La verdad, teniendo en cuenta lo que nos había pasado recientemente y a pesar de éso, una a veces por inexperiencia o estupidez perdona y/u olvida y deja pasar. Y bueno. Pero era verdad, por fin nos estábamos llevando bien, o por lo menos, no discutíamos tanto.

Llegamos al pequeño pueblo de pescadores, Puerto Ángel, sobre el Pacífico y nos alojamos en un hotel chiquito, literalmente sobre el mar. Blanco el lobby, no tenía ventanas, bien tropical. Para acceder a las habitaciones se iba por un pasillo al aire libre también, rodeado de canteros con muchas plantas verdes. La habitación era espaciosa, contenía dos camas grandes y, a pesar del calor, adentro la temperatura era templada, estaba bien.

Recuerdo que disfruté del mar ese día y a la noche cenamos a la luz de las velas, en un diminuto restaurant (todo era chico allí!), las mesas y sillas estaban sobre la arena y el mar, que ahí nomás se acercaba y se alejaba…

Con buen humor a la noche siguiente, decidimos repetir la experiencia en el mismo restaurant. Antes de ir hacia allí, me encontraba yo en el lobby escribiendo mi diario de viaje mientras esperaba a Mex, que todavía se encontraba en la habitación.

Si ves ese diario ahora y buscás el párrafo que yo estaba escribiendo en ese momento, vas a ver que una palabra está escrita por la mitad y a su lado hay una rayita. Ese fue el momento en que sentí que bajo mis pies, la tierra se movía como gelatina.

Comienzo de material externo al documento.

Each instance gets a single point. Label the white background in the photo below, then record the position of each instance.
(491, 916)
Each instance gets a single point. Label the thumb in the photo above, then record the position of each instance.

La mesa vibró, me paré de un salto y yo, la siempre convencida atea, exclamé «Dios mío!» y me quedé ahí, sin moverme mientras sentía que el techo sobre mí hacía ruido de resquebrajarse. El señor que estaba detrás del mostrador vino corriendo y me agarró de un brazo y me guió por las pocas escaleras que daban a la playa.

Ahí me quedé de una pieza, mientras veo que Mex viene corriendo. Y sin saber qué hacer o cómo reaccionar, opté por mirar a mi alrededor:

Algunas personas de las que vivían en el pueblo lloraban de miedo, recuerdo a una mujer con su bebé aúpa. Pero también recuerdo a muchos americanos en el balcón de otro hotel de por ahí, a los gritos, tomando cerveza sin parar, festejando vaya uno a saber qué!

Pero todos los locales estaban en la playa y ninguno pensaba en volver a sus hogares. Entonces decidí hacer lo mismo y pude convencer a Mex de pasar la noche a la intemperie.

El problema es que yo soy muy friolenta y no me iba a bancar toda una noche sin dormir y sin cobijas. Le pedí a Mex que me trajera una manta. «No,» me dijo. «Yo ahí no entro.» Le insistí, él se mantuvo en sus trece y con toda la furia (y con todo el miedo) fui a la habitación y traje una manta para cada uno. Nos sentamos en sendas reposeras apuntando al mar, nos tapamos con las mantas y comenzó la aventura.

Toda la noche, a un promedio de una réplica por hora, nos volvía ese miedo y sensación indescriptible. La arena se movía como si la estuvieran cirniendo, bajo los pies sentías un movimiento que no podías controlar y lo peor era saber cuándo ibas a sentir eso porque de repente se sentía un silencio profundísimo, los perros ladraban e inmediatamente otro temblor!

La noche fue interminable y al alba yo ya estaba harta, cansada y lo único que quería era dormir sobre una cama. Me dirigí al hotel y me costó, pero lo convencí a Mex de que viniera. Quedamos de acuerdo en algo: Si mientras dormíamos sentíamos otro temblor, saldríamos corriendo a la playa «… y yo pienso salir como esté, eh, en calzoncillos, en bolas, como esté, yo salgo corriendo, eh». Ok, le dije, con tal de irme a dormir.

Pues fue tal cual, cuando estábamos durmiendo profundamente, las camas comenzaron a moverse y salimos disparando, abrí la puerta y siento la pesada contextura de Mex que se traba conmigo a la salida y luego un muy gordo codazo que me tira adentro de un cantero y ahí, caída entre la hojarasca veo cómo Mex, en calzones y camiseta, corre por su vida. Tuve tiempo de gritar «Mex, ayudame,» pero ya no estaba.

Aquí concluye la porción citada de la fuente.